I now have a "yard stick" of sorts. A Steel one at that. Not only does it have measurements down the a 1/16th of an inch on on face, on the same face in will tell you the circumference too!

Made in Saginaw, USA!

Now, on the other face: "Flaring Liquid Mearure", "Flaring Dry Measure" "Cans Pitched Top", "Cans Flat Top", "Straight Dry Measure", "BUSH." At one end is a "warning" "These figures do not allow for seams"

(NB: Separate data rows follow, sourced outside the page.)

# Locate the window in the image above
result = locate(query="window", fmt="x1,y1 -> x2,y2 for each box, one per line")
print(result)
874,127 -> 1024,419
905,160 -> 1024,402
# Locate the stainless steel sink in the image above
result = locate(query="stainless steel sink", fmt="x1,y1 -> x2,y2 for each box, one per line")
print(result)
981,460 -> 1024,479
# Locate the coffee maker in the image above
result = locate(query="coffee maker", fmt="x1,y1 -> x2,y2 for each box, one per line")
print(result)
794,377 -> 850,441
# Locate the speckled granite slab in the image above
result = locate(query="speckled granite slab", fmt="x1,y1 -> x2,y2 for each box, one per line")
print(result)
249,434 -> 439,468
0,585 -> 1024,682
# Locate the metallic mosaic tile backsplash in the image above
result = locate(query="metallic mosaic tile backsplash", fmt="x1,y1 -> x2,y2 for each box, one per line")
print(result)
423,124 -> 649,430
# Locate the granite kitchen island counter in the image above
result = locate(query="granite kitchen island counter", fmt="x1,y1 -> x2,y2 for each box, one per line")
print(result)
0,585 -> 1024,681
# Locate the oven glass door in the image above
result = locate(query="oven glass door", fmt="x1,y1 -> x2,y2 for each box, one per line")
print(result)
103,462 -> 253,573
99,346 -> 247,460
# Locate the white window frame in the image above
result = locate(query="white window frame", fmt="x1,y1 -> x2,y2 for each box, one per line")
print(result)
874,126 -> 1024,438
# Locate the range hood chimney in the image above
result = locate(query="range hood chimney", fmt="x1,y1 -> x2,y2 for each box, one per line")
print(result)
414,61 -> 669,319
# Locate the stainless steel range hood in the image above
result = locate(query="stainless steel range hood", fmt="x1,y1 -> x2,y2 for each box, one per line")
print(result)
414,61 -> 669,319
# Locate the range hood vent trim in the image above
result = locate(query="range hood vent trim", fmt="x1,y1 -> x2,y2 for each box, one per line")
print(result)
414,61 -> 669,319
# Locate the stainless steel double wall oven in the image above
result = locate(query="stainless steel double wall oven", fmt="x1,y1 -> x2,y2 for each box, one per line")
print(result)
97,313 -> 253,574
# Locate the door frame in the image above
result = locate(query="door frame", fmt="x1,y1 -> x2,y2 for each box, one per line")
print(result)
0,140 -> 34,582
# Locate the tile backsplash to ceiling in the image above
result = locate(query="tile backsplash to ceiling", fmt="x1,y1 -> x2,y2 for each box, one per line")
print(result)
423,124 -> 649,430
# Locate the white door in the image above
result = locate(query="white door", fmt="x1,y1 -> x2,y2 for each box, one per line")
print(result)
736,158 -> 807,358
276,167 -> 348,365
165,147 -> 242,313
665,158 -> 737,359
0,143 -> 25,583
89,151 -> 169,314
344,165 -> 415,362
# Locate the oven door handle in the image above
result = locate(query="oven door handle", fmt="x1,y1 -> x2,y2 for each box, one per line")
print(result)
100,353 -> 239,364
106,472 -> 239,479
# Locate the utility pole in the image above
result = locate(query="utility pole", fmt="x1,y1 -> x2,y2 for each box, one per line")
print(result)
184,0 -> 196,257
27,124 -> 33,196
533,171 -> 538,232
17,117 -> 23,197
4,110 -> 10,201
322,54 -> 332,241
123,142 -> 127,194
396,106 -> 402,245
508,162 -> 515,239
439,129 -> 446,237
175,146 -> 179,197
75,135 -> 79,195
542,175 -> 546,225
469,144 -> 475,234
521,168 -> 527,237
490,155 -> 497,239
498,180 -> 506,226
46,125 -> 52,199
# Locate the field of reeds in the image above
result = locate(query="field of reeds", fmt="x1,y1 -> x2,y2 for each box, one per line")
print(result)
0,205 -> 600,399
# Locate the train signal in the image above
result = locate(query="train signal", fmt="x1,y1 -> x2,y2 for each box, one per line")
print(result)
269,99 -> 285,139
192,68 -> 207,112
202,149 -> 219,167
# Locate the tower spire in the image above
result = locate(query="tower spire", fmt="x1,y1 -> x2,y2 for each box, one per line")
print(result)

Hardware Store ruler? Uses? I'd post a photo, but it would just show as a black stripe in the camera.


----------



## JustJoe (Oct 26, 2012)

It's called a Tinner's Rule. Those measurements would allow the tinsmith to measure out the sheet tin he needed to cut to form different sized can-shaped containers. If he knew the diameter of the tube he wanted to make, he would use the measurement on the ruler and that way he didn't have to figure out the circumference himself.


----------



## Handtooler (Jul 24, 2012)

JustJoe, You got it. My father told me about those and explained the same things, but I've never seen one. I think blacksmiths also had uses for them or a :Story Stick" similar for their speciality???


----------



## JustJoe (Oct 26, 2012)

Are you thinking of the shrinkage rules for patternmakers or metal casting? Different metals shrink at different rates when they cool, so the shrinkage rule would be used when making the mold. If I wanted to pour a piece to end up 5" long maybe I'd have to make the mold 5.xx" long instead. I've never tried casting so I don't know the math involved but I've seen the rules and I've seen counterfeit planes that had been cast from originals and they were always a bit smaller or thinner. I find it amazing that those old-time "blue-collar" jobs required so much more knowledge than nowadays where a factory worker just pushes a button and the machine pops out 5,000 soda cans or a foundry just plugs the numbers into a computer and a cnc machine carves out the mold.


----------



## bandit571 (Jan 20, 2011)

My late FIL ran a Hardware store, and he got it from his dad. They had a brother that did plumbing work, as well. It seems that when they needed a tool for work, it came from the store. Maybe that was why I found 21 pairs of slip joint pliers in his tool drawer? Seemed to be a lot of tinsmith tools in there, too.


----------



## Handtooler (Jul 24, 2012)

bandit571, Probably an old blowtourch and solder pot still filled with lead? Use it to make fishing sinkers or diver's weight belt units.


----------



## bandit571 (Jan 20, 2011)

Those were long gone. I do had a vavle seat reamer, though. There was about six rolls of acid core solder in one box. A 24"+ Stiltson pattern pipe wrench, and a couple Ridgid 14" ones. All kinds of copper pipe fittings, too. There WAS a box of Oakum, but it got used during a a drain line rework.


----------